Merge pull request #6960 from oscr/quick-start-inotify

k8s-ci-robot · web-flow · commit a24665db99a3 · 2022-08-01T03:18:29.000-07:00
📖  Add troubleshooting advice when running Quick Start with CAPD
diff --git a/docs/book/src/introduction.md b/docs/book/src/introduction.md
@@ -6,7 +6,7 @@ Started by the Kubernetes Special Interest Group (SIG) [Cluster Lifecycle](https
 
 ## Getting started
 
-* [Quick start](./user/quick-start.md)
+* [Quick Start](./user/quick-start.md)
 * [Concepts](./user/concepts.md)
 * [Developer guide](./developer/guide.md)

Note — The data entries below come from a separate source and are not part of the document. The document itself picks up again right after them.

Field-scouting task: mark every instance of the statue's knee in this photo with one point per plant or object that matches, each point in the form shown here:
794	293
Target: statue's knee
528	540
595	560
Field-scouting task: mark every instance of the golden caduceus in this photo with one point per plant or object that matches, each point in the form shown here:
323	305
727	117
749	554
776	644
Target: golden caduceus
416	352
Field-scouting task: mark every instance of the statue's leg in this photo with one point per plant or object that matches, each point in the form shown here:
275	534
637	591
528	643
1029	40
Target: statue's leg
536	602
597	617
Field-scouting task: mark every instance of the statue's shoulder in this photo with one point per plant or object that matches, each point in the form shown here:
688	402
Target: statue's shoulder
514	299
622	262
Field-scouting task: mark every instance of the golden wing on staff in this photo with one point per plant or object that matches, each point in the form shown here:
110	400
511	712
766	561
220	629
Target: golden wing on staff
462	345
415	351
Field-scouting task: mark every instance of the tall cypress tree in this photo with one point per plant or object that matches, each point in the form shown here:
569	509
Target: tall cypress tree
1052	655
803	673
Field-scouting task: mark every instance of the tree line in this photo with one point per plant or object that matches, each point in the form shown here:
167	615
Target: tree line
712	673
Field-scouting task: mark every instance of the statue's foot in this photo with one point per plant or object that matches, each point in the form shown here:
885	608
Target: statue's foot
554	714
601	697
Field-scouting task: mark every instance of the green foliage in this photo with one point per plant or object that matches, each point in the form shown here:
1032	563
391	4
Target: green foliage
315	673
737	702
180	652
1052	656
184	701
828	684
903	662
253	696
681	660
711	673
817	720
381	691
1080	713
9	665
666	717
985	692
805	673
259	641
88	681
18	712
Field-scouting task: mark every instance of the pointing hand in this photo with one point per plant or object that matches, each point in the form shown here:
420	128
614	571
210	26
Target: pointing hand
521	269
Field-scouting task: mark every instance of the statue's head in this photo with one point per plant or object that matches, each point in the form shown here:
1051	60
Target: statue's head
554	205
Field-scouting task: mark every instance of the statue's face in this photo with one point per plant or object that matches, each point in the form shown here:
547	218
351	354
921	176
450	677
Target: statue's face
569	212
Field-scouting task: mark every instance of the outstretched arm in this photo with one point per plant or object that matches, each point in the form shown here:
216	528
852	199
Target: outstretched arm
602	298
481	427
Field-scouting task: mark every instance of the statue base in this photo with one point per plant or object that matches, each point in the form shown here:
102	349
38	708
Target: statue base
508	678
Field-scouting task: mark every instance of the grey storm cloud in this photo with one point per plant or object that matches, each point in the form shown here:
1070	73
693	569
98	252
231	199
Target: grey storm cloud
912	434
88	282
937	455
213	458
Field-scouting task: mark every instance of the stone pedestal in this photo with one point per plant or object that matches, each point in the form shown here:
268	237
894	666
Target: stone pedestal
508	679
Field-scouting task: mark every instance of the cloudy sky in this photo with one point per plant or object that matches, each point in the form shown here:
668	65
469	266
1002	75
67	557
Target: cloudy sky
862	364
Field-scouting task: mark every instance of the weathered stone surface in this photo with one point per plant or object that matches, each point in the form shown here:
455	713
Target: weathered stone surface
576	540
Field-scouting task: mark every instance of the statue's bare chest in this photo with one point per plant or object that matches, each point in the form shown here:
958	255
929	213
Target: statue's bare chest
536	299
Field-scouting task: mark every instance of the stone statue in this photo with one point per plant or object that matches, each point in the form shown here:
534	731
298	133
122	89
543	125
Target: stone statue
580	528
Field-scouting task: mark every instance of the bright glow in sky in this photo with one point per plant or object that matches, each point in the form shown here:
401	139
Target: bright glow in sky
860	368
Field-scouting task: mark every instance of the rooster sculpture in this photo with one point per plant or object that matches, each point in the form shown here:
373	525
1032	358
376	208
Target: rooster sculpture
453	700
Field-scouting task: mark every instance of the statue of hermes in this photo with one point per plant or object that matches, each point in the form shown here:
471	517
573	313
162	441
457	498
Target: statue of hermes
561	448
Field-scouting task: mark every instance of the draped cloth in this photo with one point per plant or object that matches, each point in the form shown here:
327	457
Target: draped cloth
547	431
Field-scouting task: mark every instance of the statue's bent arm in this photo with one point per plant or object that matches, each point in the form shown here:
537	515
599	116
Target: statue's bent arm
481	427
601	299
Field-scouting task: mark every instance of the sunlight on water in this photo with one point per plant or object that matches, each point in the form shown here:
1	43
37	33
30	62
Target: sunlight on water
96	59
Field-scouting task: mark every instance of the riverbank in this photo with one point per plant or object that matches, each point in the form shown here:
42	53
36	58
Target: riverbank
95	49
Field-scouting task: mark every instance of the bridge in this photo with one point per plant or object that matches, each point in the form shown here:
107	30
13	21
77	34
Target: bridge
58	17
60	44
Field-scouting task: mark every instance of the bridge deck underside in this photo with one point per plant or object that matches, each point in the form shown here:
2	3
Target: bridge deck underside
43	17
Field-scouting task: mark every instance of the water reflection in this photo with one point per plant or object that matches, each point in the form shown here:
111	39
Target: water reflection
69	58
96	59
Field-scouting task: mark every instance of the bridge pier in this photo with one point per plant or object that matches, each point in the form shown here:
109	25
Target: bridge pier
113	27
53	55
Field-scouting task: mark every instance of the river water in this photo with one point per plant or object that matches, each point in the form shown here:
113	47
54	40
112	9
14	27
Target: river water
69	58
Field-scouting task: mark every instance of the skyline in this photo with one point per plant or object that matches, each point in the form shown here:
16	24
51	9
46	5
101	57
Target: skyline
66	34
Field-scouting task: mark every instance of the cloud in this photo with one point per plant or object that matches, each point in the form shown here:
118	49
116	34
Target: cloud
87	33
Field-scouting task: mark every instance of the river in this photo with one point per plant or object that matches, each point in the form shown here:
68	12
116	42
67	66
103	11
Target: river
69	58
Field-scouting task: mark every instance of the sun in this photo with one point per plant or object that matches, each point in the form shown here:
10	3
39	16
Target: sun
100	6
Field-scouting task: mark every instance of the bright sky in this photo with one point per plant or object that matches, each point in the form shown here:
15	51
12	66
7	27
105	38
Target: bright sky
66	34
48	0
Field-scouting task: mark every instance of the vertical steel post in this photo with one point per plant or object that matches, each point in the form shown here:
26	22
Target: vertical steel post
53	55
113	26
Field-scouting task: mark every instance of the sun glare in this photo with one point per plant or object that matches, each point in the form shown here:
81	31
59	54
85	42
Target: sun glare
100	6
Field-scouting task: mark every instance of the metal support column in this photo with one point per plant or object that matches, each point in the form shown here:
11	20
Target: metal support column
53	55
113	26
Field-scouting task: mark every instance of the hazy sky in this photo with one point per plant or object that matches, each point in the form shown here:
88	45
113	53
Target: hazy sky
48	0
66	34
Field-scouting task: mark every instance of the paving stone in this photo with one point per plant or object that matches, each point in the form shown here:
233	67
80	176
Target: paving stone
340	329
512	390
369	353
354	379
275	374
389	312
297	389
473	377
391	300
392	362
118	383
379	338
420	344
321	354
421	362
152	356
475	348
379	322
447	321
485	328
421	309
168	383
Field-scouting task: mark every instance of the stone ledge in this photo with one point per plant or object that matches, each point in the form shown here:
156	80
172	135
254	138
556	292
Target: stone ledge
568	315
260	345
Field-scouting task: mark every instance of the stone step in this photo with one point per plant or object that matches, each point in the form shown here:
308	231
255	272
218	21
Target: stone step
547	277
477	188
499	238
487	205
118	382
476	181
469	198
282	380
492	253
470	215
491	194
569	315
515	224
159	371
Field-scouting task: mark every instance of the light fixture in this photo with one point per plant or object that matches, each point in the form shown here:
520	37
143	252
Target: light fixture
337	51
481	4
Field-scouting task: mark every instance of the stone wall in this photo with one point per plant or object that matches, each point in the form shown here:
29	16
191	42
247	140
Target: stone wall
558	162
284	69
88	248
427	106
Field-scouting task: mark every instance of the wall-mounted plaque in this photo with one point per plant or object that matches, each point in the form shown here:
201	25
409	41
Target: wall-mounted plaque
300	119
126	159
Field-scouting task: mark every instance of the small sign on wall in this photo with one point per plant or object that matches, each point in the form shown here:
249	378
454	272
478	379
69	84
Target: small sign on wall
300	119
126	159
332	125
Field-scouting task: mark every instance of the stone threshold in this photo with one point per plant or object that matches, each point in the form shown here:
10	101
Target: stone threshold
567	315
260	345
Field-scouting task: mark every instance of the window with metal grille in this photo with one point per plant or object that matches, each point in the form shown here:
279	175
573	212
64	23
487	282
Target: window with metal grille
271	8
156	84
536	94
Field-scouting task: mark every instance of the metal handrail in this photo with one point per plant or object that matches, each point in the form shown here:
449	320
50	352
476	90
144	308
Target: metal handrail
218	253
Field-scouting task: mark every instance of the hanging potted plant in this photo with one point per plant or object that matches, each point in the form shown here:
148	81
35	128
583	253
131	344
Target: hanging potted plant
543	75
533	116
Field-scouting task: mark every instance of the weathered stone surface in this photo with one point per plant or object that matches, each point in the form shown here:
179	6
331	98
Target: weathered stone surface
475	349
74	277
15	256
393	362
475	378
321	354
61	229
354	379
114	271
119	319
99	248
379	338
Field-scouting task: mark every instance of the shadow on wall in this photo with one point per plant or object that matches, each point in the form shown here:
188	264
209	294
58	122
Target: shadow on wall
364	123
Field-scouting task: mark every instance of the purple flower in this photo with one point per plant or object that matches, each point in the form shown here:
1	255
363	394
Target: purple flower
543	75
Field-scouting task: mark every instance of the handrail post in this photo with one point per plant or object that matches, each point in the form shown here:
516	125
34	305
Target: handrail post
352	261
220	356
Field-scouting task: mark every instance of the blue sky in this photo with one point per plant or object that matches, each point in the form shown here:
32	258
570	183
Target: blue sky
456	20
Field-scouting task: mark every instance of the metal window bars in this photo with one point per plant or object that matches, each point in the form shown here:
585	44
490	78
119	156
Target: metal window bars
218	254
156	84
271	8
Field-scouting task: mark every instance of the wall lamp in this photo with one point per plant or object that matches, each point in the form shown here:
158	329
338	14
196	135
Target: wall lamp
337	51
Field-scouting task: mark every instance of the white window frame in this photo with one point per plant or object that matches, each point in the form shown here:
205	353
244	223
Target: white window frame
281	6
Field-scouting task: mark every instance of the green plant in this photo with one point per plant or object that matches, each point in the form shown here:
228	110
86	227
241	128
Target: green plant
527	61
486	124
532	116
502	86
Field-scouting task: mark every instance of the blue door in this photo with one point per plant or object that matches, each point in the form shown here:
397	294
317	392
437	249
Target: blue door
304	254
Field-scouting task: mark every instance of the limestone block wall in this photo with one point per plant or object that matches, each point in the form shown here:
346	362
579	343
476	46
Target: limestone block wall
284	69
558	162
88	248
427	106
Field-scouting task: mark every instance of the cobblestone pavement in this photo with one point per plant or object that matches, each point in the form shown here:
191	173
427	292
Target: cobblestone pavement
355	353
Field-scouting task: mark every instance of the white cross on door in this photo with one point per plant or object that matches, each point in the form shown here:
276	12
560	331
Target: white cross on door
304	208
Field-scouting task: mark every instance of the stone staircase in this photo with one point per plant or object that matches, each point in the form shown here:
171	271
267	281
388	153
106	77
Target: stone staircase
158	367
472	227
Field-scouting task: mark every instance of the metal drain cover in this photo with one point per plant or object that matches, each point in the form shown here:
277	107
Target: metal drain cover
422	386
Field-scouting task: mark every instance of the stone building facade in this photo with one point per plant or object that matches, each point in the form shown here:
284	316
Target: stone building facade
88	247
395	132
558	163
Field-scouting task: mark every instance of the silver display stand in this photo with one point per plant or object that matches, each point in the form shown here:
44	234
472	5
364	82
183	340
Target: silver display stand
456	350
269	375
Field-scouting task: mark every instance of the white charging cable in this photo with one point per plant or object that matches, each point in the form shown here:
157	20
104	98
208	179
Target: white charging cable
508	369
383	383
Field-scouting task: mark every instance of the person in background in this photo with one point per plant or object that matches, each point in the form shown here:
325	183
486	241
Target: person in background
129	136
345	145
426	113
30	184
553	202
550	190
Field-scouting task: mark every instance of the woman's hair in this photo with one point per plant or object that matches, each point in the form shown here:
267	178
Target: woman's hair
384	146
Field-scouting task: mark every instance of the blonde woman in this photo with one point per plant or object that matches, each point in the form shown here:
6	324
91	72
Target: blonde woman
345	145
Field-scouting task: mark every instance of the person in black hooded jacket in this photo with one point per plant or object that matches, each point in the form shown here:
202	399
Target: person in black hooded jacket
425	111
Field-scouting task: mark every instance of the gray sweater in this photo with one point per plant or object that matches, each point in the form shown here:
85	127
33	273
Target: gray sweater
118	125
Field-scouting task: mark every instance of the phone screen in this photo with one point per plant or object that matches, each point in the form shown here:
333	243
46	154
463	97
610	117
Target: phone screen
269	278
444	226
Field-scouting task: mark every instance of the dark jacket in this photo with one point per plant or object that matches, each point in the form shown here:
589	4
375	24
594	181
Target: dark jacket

 * [Contributing](./CONTRIBUTING.md)
diff --git a/docs/book/src/tasks/certs/using-custom-certificates.md b/docs/book/src/tasks/certs/using-custom-certificates.md
@@ -12,7 +12,7 @@ Each certificate must be stored in a single secret named one of:
 | *[cluster name]***-sa**  | Key Pair | openssl genrsa -out tls.key 2048 && openssl rsa -in tls.key -pubout -out tls.crt |
 
 
-<aside class="note warn">
+<aside class="note warning">
 
 <h1>CA Key Age</h1>
 
diff --git a/docs/book/src/user/quick-start.md b/docs/book/src/user/quick-start.md
@@ -47,7 +47,11 @@ a target [management cluster] on the selected [infrastructure provider].
 
    **Minimum [kind] supported version**: v0.14.0
 
-   Note for macOS users: you may need to [increase the memory available](https://docs.docker.com/docker-for-mac/#resources) for containers (recommend 6Gb for CAPD).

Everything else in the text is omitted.